The baby can take the initiative to put his fingers into his mouth accurately, which actually depends on the coordination and cooperation of the sensory system and the motor system. For the newborn baby, this is a happy progress.

Step 3: Realize self-appeasement

Children’s hands can be used as a substitute for [their own control] when they cannot be comforted by their mother’s nipples. Babies can find their own ways of satisfaction, which is also conducive to the development of children’s self-awareness.

4. Primitive emotional coping styles

Just as adults may also deal with anxiety by shaking their legs, picking their fingers and pinching things in their hands, children rely more on simple and repetitive physical tactile movements, and eating their hands in infancy naturally evolves into the main emotional coping mechanism.

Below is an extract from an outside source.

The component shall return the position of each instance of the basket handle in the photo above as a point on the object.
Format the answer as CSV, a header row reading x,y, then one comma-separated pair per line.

Can’t babies indulge in eating hands?

If the baby only eats hands occasionally and does not cause physical injury or make him not accepted, parents do not need to stop it specially. You know, stopping itself will strengthen the behavior of “eating hands”.

However, no matter how old the child is, if eating hands brings obvious disadvantages to the growth of the baby, for example, because eating hands is not accepted by other children or kindergarten teachers, or the fingers are bitten and molted, etc., parents must find ways to make the baby make some changes.

Note that it is not simply because eating hands is [not good], but because eating hands brings some of the above-mentioned disadvantages to the baby, which will harm the baby and hinder the healthy development of body and mind, so it is necessary to replace it with less harmful methods.

As children grow older, they will gradually develop better emotional coping mechanisms and naturally eat less hands. However, parents may often see their children eating hands more easily before going to bed or when they are tired, because their children’s willpower is relatively low at this time and will return to a more elementary coping mechanism.

Because eating hands has the effect of self-soothing, children over two years old eat hands more habitually and use this familiar way to deal with emotional pressure.

Eating hands can be used as an indicator of the emotional state of children over 2 years old. When it is found that children’s eating hands suddenly becomes serious, parents need to consider whether what has increased their children’s emotional pressure.

How stopped the baby from eating hands?

Let the baby stop eating hands, the method actually varies from person to person, often parents and children to find a way together. Constantly try to sum up the method is the most effective.

Here, first provide a few examples for reference:

    With regard to health, You can avoid the risk of bacteria entering by helping your baby wash his hands. Instead of discussing a fixed time and place with your child to eat your hands at will, you can use a pacifier that does not hurt your hands or teeth. The rest of the time and occasions must refrain from discussing a code word to remind the child not to eat hands. Before going to bed, the child’s elbow joint should be covered with a comfortable and elastic elbow guard, which will take a little effort when the child bends his arms (eats hands). After falling asleep, the arms are relaxed and straightened, and the fingers bounce off automatically.

What needs to be solved more is the baby’s emotional problem.

In particular, it should be borne in mind that eating hands is a way to meet the needs of babies.

If we ignore the motivation of eating hands and do not help the baby to obtain other alternative ways to meet his needs, but simply stop eating hands itself, it is tantamount to taking away a person’s crutches, but does not help him restore his walking ability.

Especially the baby’s emotional pressure, this is the most need for intervention and help.

Some parents use strict measures to stop, even apply chili water and other methods, in fact, it is increasing the emotional pressure of children, making children more need to rely on eating hands to deal with. Even if children do not eat hands because of this, they will often develop more harmful coping styles.

Therefore, the strategy to prevent the baby from continuing to eat hands is to optimize its emotional coping mechanism step by step together with the child and replace the old method with more advanced methods acceptable to the child.

Children over the age of two already have basic language communication skills and self-control skills. Parents should respect their children more in the process of intervention, stimulate their initiative to face this problem, and discuss solutions with their children.